L’ultimo intervento è stato affidato a tre ricercatori del NICHE. Emiliano Guaraldo ha puntato il focus sull’estrattivismo green, il nuovo volto “verde” dell’attività estrattiva. Per lo studioso, le Grave di Ciano “rispecchiano i conflitti dei progetti estrattivi di alto impatto nel contesto di interventi motivati dal cambiamento climatico”, sviluppati dal capitalismo green per generare “nuove forme di violenza climatica”. Pietro Consolandi e Xenia Chiaramonte hanno invece affrontato per le rispettive competenze il tema del Diritto della Natura e cioè del fiume come “persona giuridica” difendibile in sede giudiziaria, sull’esempio di cause per reati ambientali già avviate in altre parti d’Europa e del mondo. Tracciando il bilancio degli interventi, il professor Pietro Daniel Omodeo ha fatto intendere che il workshop di Venezia è solo l’inizio di un percorso: ha annunciato un prossimo incontro in cui le questioni emerse saranno oggetto di discussione e approfondimento e ha auspicato che sul tema delle Grave di Ciano il pool di studiosi realizzi anche una pubblicazione scientifica, sia in italiano che in inglese.

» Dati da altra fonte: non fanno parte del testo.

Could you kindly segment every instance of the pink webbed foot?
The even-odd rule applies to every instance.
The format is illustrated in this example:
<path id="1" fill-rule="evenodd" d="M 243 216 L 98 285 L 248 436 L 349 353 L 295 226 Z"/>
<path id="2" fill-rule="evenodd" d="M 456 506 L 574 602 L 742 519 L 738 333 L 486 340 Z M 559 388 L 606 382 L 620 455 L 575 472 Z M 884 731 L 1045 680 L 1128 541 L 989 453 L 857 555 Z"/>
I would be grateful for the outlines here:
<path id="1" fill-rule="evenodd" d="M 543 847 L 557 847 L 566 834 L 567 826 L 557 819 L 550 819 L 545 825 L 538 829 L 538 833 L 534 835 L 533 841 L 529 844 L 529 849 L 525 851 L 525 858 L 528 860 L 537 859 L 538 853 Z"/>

In conclusione di incontro, il sindaco Marianella Tormena ha ripercorso le principali tappe dell’opposizione di Crocetta del Montello, degli altri Comuni del circondario e della popolazione contro il progetto delle casse di espansione, sfociata nel doppio ricorso unificato al Tribunale Superiore delle Acque Pubbliche di Roma contro la Regione Veneto e contro l’Autorità di Bacino, su cui i giudici, riunitisi lo scorso 6 dicembre, si sono riservati di decidere. Nell’occasione, il primo cittadino ha invitato i docenti e gli studiosi intervenuti a tenere il loro prossimo incontro a Crocetta del Montello, dove l’Amministrazione comunale li accoglierà “a braccia aperte”, per prendere coscienza sul posto della minaccia che incombe sull’ansa del Piave. In questo modo è stato accolto il richiamo del prof. Francesco Vallerani che sulla tutela delle Grave di Ciano ha invitato a fare proprie le parole del poeta Andrea Zanzotto, grande sostenitore della salvaguardia dell’ambiente e del paesaggio: “La mia non è una battaglia antimoderna ma un fatto di identità e civiltà”.